Вот почему он носил в петлице красную ленточку. И розетку на отвороте пальто. И вот почему я тоже стал лионцем. Много лет он воспитывал меня в городе своей славы. Иезуитский коллеж, где я учился, переименовали в коллеж имени Жана Мулена[2]. На торжественной церемонии в школьном дворе нам зачитали речь Андре Мальро, которую он произнес в Пантеоне. Помню, в тот день шел дождь. Вечером отец сказал мне:
– Я хорошо его знал.
И только. Больше он не захотел ничего рассказывать о погибшем герое.

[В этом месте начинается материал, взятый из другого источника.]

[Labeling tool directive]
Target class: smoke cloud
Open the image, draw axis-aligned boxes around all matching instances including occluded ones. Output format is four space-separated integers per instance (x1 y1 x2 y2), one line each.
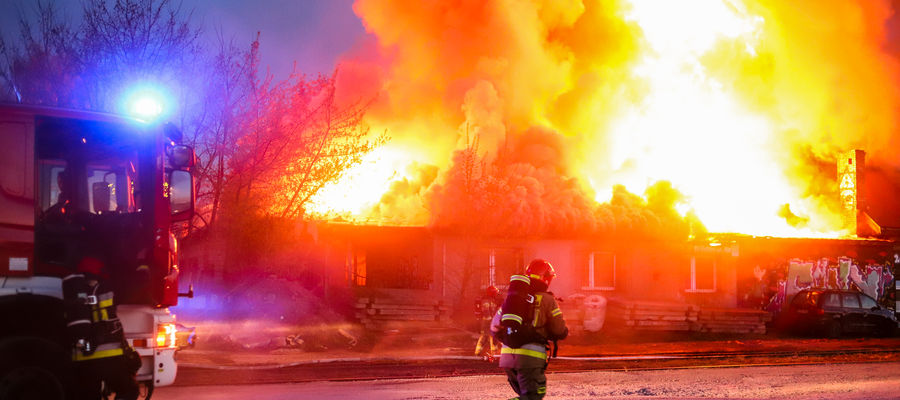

А в другой день назвал имя Клауса Барби[3]:
– Я хорошо его знал.
И только. Я никогда его не расспрашивал.
– Ты убивал фрицев, как Бельмондо?
Он засмеялся. Сказал, что на настоящей войне все сложнее, чем в кино. Сегодня убиваешь одних, а завтра, может, уже других. И надо быть осторожным со словами «свои» и «враги», потому что история написана победителями. Не стоит, твердил он мне, верить книгам, фильмам и газетам. Ему ли, моему отцу, не знать!
– Мне ли не знать!
Это его любимая фраза. «Мне ли не знать!» – твердил он всем: домашним, знакомым, даже и незнакомым посреди улицы, – всегда и по любому поводу.
А то говаривал:
– Я прожил несколько жизней, пережил несколько войн.
Это было еще туманнее. Если я спрашивал, какие это жизни и какие войны, он только улыбался:
– Когда-нибудь я тебе всё объясню.
Рассказывая мне по вечерам о своих подвигах, отец за мной наблюдал. Ловил мою реакцию: вот тут я слушал с гордостью, а тут – со страхом. Я узнал от него, как сначала они с друзьями срывали или замазывали указатели на вражеском языке. Потом взорвали в Лионе гранатой кинотеатр для немецких солдат. Как расстреляли из автомата автомобиль с офицером на улице Республики и военный духовой оркестр в парковой беседке. Как открывали огонь по охранникам перед зданием гестапо, по «серым мышам» (так отец называл женщин в военной форме) и по патрульным после комендантского часа. Как выводили из строя электротрансформаторы, трамваи, поезда. Как неустанно вредили врагам везде, где те считали себя в безопасности. Закончив одну историю, он обещал продолжение в следующий раз. И каждый вечер я ждал.